Waaaaay back in 2018 (which seems a couple of decades ago now), I wrote an article called Security patching and vaccinations: a surprising link. In those days, Spectre and Meltdown were still at the front of our minds, and the impact of something like Covid-19 was, if not unimaginable, then far from what most of us considered in our day-to-day lives. In the article, I argued that patching of software and vaccination (of humans or, I guess, animals) had some interesting parallels (the clue’s in the title, if I’m honest). As we explore the impact of new variants of the Covid-19 virus, the note that “a particular patch may provide resistance to multiple types of attack of the same family, as do some vaccinations” seems particularly relevant. I also pointed out that although there are typically some individuals in a human population for whom vaccination is too risky, a broad effort to vaccinate the rest of the population has positive impact for them; in a similar way to how patching most systems in a deployment can restrict the number of “jumping off points” or attack.
I thought it might be interesting to explore other similarities between disease management in the human sphere with how we do things in cybersecurity, not because they are exact matches, but because they can be useful metaphors to explain to colleagues, family and friends what we do.

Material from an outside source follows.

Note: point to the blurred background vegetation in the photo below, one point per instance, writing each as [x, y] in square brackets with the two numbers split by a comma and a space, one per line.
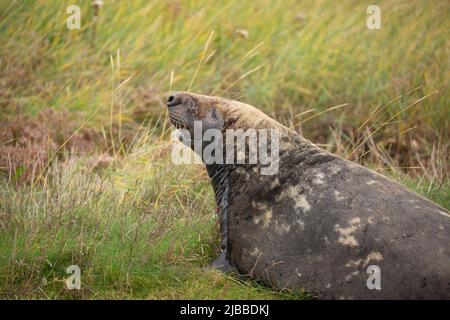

We’ve looked a vaccinations a bit above: the key point here is that once a vulnerability is discovered, software vendors can release patches which, if applied correctly, protect the system from those attacks. This is not dissimilar in effect to the protection provided by vaccinations in human settings, though the mechanism is very different. Computer systems don’t really have an equivalent to anti-bodies or immune systems, but patches may – like vaccines – provide protection for more than one specific attack (think virus strain) if others exploit the same type of weakness.
As we have discovered since the rise of Covid-19, testing of the population is a vital measure to understand what other mechanisms need to be put in place to control infection. The same goes for cybersecurity. Testing the “health” of a set of systems, monitoring their behaviour and understanding which may be compromised, by which attacks, leveraging which vulnerabilities, is a key part of any cybersecurity strategy, and easily overlooked when everything seems to be OK.
I think of masks as acting a little like firewalls, or mechanisms like SELinux which act to prevent malicious programs from accessing parts of the system which you want to protect. Like masks, these mechanisms reduce the attack surface available to bad actors by stopping up certain “holes” in the system, making it more difficult to get in. In the case of firewalls, it’s network ports, and in the case of SELinux, it’s activities like preventing unauthorised system calls (syscalls). We know that masks are not wholly effective in preventing transmission of Covid-19 – they don’t give 100% protection from oral transmission, and if someone sneezes into your eye, for instance, that could lead to infection – but we also know that if two people are meeting, and they both wear masks, the chance of transmission from an infected to an uninfected person is reduced. Most cybersecurity controls aim mainly to protect the systems on which they reside, but a well thought-out deployment may also aim to put in controls to prevent attackers from jumping from one system to another.
This last point leads us to our final metaphor: social distancing. Here, we put in place controls to try to make it difficult for an attacker (or virus) to jump from one system to another (or human to another). While the rise of zero trust architectures has led to something of a down-playing of some of these techniques within cybersecurity, mechanisms such as DMZs, policies such as no USB drives and, at the extreme end, air-gapping of systems (where there is no direct network connection between them) all aim to create physical or logical barriers to attacks or transmission.
The mapping between controls in the realms of cybersecurity and epidemiology is not perfect, but metaphors can be useful in explaining the mechanisms we use and also in considering differences (is there an equivalent of “virus load” in computer systems, for instance?). If there are lessons we can learn from the world of disease managemet, then we should be keen to do so.
1 – it turns out that you can actually vaccinate plants, too: neat.